As shown in FIGS. 7, 8, 9, 10, 11, 12 and 13, a second rail 70 is provided. The second rail 70 has a buckle 71. When the actuating portion 21 is in the first state S1, it drives the clasp 30 toward the first position D1. The first position D1 is a horizontal position. The clasp portion 31 is buckled on the buckle 71 and enters the locked state K1. Alternatively, the actuating portion 21 in the second state S2 drives the clasp 30 toward the second position D2. The second position D2 is an angular position that causes the clasp portion 31 to separate from the buckle 71 and enter the unlocked state K2.

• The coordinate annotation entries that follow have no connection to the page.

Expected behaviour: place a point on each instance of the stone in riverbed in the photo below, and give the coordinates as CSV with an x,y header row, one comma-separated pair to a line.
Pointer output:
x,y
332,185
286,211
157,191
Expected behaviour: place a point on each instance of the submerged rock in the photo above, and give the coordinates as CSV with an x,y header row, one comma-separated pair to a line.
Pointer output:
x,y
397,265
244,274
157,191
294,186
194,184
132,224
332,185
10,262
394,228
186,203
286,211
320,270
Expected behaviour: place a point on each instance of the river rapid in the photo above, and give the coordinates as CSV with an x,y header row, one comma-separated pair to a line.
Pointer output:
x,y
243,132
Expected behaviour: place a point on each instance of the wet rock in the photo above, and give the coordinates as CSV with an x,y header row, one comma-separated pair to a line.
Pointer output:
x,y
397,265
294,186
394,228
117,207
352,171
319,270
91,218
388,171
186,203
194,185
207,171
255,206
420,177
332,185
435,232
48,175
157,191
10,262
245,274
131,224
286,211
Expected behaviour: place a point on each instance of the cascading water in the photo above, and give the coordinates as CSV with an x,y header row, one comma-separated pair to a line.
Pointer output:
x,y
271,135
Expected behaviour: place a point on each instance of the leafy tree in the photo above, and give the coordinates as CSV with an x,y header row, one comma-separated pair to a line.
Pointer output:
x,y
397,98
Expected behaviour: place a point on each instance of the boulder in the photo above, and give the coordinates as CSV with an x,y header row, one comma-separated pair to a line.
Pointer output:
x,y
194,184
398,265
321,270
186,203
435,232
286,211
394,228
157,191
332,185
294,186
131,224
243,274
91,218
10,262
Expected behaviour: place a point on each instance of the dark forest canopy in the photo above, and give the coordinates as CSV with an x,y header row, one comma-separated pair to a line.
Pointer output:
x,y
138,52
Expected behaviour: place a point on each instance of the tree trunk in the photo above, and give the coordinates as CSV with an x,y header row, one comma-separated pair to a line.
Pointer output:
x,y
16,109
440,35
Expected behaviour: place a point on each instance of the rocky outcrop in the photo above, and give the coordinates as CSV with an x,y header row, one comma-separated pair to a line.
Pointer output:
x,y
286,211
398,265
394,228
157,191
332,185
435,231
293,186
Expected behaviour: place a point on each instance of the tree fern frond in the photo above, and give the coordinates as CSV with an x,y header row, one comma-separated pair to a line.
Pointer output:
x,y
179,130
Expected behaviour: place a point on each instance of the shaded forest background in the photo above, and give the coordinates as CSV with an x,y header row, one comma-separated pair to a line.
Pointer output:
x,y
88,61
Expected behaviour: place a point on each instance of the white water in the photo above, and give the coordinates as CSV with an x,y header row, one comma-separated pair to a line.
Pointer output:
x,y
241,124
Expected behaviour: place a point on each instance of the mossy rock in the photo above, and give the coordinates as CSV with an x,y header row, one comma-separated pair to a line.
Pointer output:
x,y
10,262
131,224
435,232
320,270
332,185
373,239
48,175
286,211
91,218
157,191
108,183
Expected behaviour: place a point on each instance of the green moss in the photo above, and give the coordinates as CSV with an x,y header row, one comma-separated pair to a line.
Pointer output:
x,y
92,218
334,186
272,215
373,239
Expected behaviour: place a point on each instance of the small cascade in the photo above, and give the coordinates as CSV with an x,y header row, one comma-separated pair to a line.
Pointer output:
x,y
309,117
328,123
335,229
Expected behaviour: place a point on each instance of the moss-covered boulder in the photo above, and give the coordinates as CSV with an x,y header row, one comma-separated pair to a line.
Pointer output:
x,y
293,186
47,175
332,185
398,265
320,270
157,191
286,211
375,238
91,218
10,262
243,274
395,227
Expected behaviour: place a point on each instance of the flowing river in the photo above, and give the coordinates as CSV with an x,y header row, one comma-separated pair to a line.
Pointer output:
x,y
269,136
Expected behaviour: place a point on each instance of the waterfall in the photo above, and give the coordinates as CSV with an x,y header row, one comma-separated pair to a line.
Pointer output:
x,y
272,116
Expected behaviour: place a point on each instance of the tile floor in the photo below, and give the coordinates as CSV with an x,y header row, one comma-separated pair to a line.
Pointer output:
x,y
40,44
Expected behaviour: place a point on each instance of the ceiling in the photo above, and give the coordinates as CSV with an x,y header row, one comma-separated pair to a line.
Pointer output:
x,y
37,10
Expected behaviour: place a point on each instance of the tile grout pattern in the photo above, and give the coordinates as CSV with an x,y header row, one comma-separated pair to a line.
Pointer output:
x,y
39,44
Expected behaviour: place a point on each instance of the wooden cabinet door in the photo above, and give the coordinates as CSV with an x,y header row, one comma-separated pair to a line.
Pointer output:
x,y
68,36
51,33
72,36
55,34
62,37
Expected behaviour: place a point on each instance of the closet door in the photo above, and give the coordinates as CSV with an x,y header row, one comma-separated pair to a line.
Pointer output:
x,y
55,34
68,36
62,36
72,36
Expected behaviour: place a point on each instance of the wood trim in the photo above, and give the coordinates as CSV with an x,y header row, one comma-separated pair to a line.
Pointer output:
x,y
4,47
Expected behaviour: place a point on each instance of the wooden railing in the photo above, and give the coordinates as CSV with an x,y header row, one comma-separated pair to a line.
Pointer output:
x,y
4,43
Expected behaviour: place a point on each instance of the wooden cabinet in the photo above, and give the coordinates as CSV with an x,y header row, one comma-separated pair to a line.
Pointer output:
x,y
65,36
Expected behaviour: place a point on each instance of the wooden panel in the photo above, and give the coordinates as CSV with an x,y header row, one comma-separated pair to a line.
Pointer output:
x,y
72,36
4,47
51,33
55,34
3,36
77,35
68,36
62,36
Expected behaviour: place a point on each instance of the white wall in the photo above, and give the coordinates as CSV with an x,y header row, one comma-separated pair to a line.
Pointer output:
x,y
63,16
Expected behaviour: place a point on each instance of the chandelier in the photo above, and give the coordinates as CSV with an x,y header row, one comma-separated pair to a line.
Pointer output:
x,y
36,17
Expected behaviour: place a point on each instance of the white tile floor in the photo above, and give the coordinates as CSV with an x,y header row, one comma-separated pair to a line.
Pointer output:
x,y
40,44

Continuing from above, the first rail 10 corresponds to the second rail 70. The second rail 70 comprises a middle frame 72, an outer frame 73 and a reinforcement frame 74. The middle frame 72 is moved relative to the outer frame 73 and the reinforcement frame 74 is fixed to the outer frame 73, and the reinforcement frame 74 and the outer frame 73 can also be integrally formed. To further illustrate, the first rail 10 may be an inner frame, the inner frame being moved relative to the middle frame 72, and the buckle 71 being located on the reinforcement frame 74. The reinforcement frame 74 is independently adjusted in position on the outer frame 73, and also adjusts the amount of interference between the buckle 71 and the clasp portion 31. In particular, the buckle 71 is positioned on the reinforcement frame 74 to increase the amount of interference between the buckle 71 and the clasp portion 31, thereby preventing the problem of fastening failure. The outer frame 73 is provided with a recess 731 corresponding to the buckle 71 and the clasp portion 31. The recess 731 forms an active space G, and the buckle 71 and the clasp portion 31 enter the locked state K1 or the unlocked state K2 in the active space. It may further include a buffer member 80, the buffer member 80 is disposed between the reinforcement frame 74 and the outer frame 73, and can also adjust the amount of interference between the buckle 71 and the clasp portion 31. And a fixing member 90 passes through the reinforcement frame 74, the buffer member 80 and is fixed to the outer frame 73, but is not limited thereto.

As mentioned above, the clasp portion 31 has a first buckle surface 311 and a first abutment surface 312 formed on the side of the first buckle surface 311, and the buckle 71 has a second buckle surface 711 and a second abutment surface 712 formed on the side of the second buckle surface 711. The first buckle surface 311 is opposite to the second buckle surface 711 and the first abutment surface 312 is opposite to the second abutment surface 712, so that the clasp portion 31 and the buckle 71 can define the relative position of interference with each other, and can also ensure the locked state K1 or the unlocked state K2. The buckle 71 has a guide surface 713 and the clasp portion 31 has a bottom surface 313. The bottom surface 313 is opposite to the guide surface 713, and the guide surface 713 guides the bottom surface 313 to move. The guide surface 713 is on one lateral side of the second buckle surface 711, and the bottom surface 313 is on the lower side of the first buckle surface 311 and the first abutment surface 312. In the locked state K1, the bottom surface 313 is guided along one side of the guide surface 713, and then the second buckle surface 711 moves downward to contact the first buckle surface 311, and the second abutment surface 712 moves downward to contact the first abutment surface 312. Alternatively, in the unlocked state K2, the second buckle surface 711 moves upward and away from the first buckle surface 311, and the second abutment surface 712 moves upward and away from the first abutment surface 312, and then the bottom surface 313 is guided along the other side of the guide surface 713, but the present invention is not limited thereto.